The descriptions of the living conditions are vivid and give the reader much to think about, however Willie thinks everyone lives like this so he is accepting of his circumstances, and this book is much more than a simple statement of fact about the living conditions of the time.

During the course of the book Willie grows from the age of seven to twelve, and much happens during that time. The lower half of The Wynds where the squatters are in residence is demolished to make way for the railway, and this provides an insight into how these matters were achieved in the 1860s. The Peelers were sent in to forcibly evict the squatters and this was done in a particularly vicious way, culminating in the buildings being consumed by fire and then blown up with people still inside.

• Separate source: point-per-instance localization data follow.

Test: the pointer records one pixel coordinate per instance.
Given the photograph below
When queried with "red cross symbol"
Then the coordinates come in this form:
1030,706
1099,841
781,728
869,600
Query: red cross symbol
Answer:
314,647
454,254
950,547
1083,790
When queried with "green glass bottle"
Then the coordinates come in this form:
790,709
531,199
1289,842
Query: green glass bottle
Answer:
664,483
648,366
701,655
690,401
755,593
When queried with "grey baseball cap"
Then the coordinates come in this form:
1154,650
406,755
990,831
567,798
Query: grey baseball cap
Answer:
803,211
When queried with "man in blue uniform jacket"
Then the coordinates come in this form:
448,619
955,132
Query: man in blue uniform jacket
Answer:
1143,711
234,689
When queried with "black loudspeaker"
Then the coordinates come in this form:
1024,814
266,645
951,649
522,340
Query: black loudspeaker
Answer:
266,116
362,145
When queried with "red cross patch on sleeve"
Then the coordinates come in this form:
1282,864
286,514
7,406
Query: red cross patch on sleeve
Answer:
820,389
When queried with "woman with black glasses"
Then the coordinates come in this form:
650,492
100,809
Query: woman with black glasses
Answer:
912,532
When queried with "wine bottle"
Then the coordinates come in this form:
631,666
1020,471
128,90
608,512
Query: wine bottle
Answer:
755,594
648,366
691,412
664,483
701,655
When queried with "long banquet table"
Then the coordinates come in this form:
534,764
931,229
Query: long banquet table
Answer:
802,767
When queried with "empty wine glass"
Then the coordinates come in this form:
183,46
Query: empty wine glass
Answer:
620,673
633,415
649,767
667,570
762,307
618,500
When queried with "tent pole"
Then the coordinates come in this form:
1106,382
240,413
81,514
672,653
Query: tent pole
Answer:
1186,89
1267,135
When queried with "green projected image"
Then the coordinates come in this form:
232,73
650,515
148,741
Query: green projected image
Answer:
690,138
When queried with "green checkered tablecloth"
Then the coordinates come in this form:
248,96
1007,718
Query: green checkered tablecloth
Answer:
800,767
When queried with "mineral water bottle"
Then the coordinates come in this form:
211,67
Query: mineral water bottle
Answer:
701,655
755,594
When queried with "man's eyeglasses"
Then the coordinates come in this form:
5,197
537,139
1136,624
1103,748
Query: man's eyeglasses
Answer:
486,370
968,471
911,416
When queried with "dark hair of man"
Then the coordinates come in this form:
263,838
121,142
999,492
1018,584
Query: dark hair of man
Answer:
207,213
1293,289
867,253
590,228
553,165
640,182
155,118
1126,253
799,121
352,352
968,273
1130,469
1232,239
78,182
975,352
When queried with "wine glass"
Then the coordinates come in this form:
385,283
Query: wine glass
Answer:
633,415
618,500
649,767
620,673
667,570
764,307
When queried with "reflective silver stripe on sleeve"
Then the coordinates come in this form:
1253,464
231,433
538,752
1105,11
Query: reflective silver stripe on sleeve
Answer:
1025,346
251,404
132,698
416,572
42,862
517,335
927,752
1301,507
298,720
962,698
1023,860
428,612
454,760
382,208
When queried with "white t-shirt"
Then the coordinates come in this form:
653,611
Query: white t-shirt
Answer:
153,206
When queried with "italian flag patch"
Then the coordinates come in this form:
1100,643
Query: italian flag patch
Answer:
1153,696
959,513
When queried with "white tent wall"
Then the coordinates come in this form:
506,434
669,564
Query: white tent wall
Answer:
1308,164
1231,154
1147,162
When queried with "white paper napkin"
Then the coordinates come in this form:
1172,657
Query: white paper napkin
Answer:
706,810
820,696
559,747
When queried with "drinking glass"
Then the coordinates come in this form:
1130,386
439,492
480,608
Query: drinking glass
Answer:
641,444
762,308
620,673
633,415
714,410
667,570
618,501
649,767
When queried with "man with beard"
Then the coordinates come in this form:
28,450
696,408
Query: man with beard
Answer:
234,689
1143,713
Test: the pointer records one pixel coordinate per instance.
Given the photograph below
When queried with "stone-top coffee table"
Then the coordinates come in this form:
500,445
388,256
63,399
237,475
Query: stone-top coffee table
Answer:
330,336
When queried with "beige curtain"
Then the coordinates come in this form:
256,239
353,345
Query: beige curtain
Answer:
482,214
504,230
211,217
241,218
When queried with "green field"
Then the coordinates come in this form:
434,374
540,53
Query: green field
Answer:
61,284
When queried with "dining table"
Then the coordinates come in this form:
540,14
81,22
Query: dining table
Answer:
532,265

Willie’s friend, Goose, a nickname he prefers to his own name of Isaac because he doesn’t want it thought that he’s a Jew, introduces Willie to a whole different way of life. Goose’s parents are Irish travellers who live in Glasgow but who go travelling in the summer months. So Willie is introduced to hawking, and tobacco and poteen smuggling. Willie is taken travelling with them and meets other travellers, as well as Gypsies and the Summer Walkers (Highland travellers), at the various fairs, where Mr Lavery is involved in fairground boxing and Mrs Lavery tells fortunes. This section of the book gives a real insight into the travellers and their traditions.

Back in Glasgow we are introduced to music halls, musical saloons, pubs and shebeens. Then there is the building of the railway and the erection of the grand St Enoch Station and Hotel.

The education and justice systems are also illustrated in this book, with vivid scenes of birching, and the type of treatment meted out in the Slateford Industrial School. I don’t think I will ever forget Willie’s description of Goose’s birching, ‘Goose was called up first. He was stripped from the waist down and made to lie on the table with his arms inserted in two holes so that they dangled freely below the table. His privates fitted into another hole which had a bucket underneath. His waist was secured by a strap and his feet were bound together and secured to the table by another strap. His head was turned towards me and I could not believe my eyes when he winked at me. The man who was to administer the punishment selected a bound-bunch of twigs from one of the jars. I noticed that there was water dripping from the twigs. This water was, in fact, brine and was used to keep the twigs supple and to act as an antiseptic for any cuts. In reality, all the brine did was to add weight to the twigs to exacerbate the punishment.’ I’ll leave it there, but he goes on to describe the actual birching and the attitudes of the men administering the punishment, then relays his own experience.

The descriptions of the Industrial School are just as vivid and just as horrific, and the book comes to a violent climax which will leave most readers perturbed and give them lots to think about.

In conclusion, I found this a brilliant, hard-hitting book, which gives a good insight into the life of Willie McCart and the poverty that abounded in Glasgow in the 1860s. It also gives an insight into the lives of the Irish in Glasgow as well as the travellers, plus a good portrayal of living conditions, and the justice systems that operated at this time. The brutality of the Peelers, and the inhumane treatment meted out in the name of justice is well illustrated. Plus an insight into institutional life and the treatment the boys were subject to in the name of helping them to lead a productive life. This is one book I would have no hesitation in recommending.